Publication year - 1996
Publication title -
clinical cardiology
Language(s) - English
Resource type - Journals
SCImago Journal Rank - 1.263
H-Index - 72
eISSN - 1932-8737
pISSN - 0160-9289
DOI - 10.1002/clc.4960190313
Subject(s) - medicine , verapamil , blood pressure , placebo , hemodynamics , heart rate , epinephrine , crossover study , cardiology , anesthesia , calcium , alternative medicine , pathology
Stress‐induced hemodynamic and hemostatic responses may acutely trigger atherosclerotic plaque disruption and thrombosis leading to myocardial infarction. This study was designed to evaluate the responses to three stressors and to determine if once‐daily sustained release verapamil (Verelan®) modified these responses. We studied 13 patients with mild to moderate hypertension in a randomized, double‐blind, placebo‐controlled crossover trial. After 4 weeks of therapy, patients were evaluated following assumption of the upright posture, mental stress, and cold pressor test. During placebo, the stressors produced an increase in systolic pressure (144 ± 2 to 167 ± 3 mmHg, p < 0.001), heart rate (70 ± 2 to 77 ± 2 beats/ min, p< 0.001), and platelet aggregability to adenosine diphosphate (threshold concentration fell from 2.8 ± 0.4 to 1.9 ± 0.1 μM, p = 0.05)and epinephrine (3.4±0.9 to 1.6 ±0.6 μM, p < 0.001).

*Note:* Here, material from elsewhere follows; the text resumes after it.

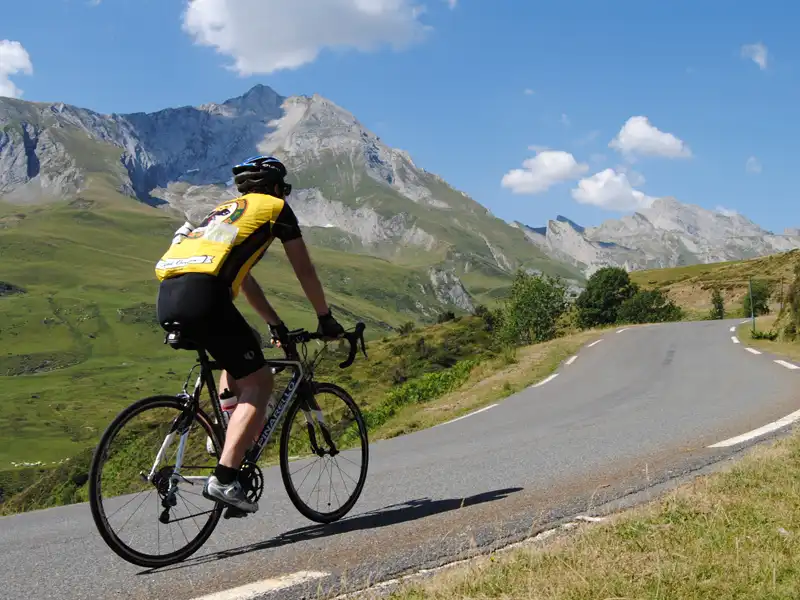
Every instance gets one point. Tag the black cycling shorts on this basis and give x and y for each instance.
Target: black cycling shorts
(204, 308)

Verapamil lowered systolic pressure at baseline (144 ± 2 to 134 ± 2 mmHg, p < 0.001), and after stress (167 ± 3 to 154 < 3 mmHg, p < 0.001), but did not alter the absolute increase with stress. During verapamil, platelet reactivity did not increase with stress, and the post‐stress response to epinephrine was reduced (higher threshold concentration) compared with placebo (3.9 ± 1.3 vs. 1.5 ± 0.3 μM, p = 0.05). Verapamil also reduced the response to collagen (increased lag time) at baseline and after stress (111 ± 9 vs. 91 ± 3 s, p < 0.01). We conclude that verapamil blunted potentially harmful stress‐induced hemodynamic and hemostatic changes. Further studies are required to determine whether these effects translate into a lower incidence of acute cardiovascular events.